Obvious Vs Complex

I am in New York at PerCom, where I will be giving a Keynote on eventweb.  This conference is being featured at Seraja.  An interesting experiment.  All aspects of the conference are covered on Seraja.

Yesterday I had dinner with Arun and Kusuma Hampapur.  Arun developed a surveillance system at IBM which is now being installed by IBM at several places.  This is becoming a strong offering by IBM.  Very exciting to see that a computer vision based system will be really deployed at mass scale. Good for Arun and Chiao-Fe Shu who developed the system.  But it is better for computer vision as a field.

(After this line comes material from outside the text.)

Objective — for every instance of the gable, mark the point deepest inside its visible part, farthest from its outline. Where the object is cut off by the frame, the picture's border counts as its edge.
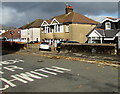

In discussion talk went to papers that I wrote in 1976 time frame of use of difference pictures on video analysis. That work was done in Prof. Nagel’s lab under his guidance at University of Hamburg.  Those difference pictures became the basis of so many video based computer vision systems that even I am surprised.  Differencing has become the first step in many practical computer vision systems used to detect changes and do motion analysis.  I still remember being very excited by those results.  Nice to see that such a simple idea has resulted in so much use. 

In science and technology, many times researchers are impressed by compex processes rather than simple approaches.  I find it intriguing how many times researchers ignore simple straight approach in favor of mathematically impressive and complex approaches and then get frustrated that those sophisticated approaches don’t give desired results.  Only later they find — and find it difficult to accept — that the siple approach is in fact the effective one. 

I guess, it is easy to ignore the obvious.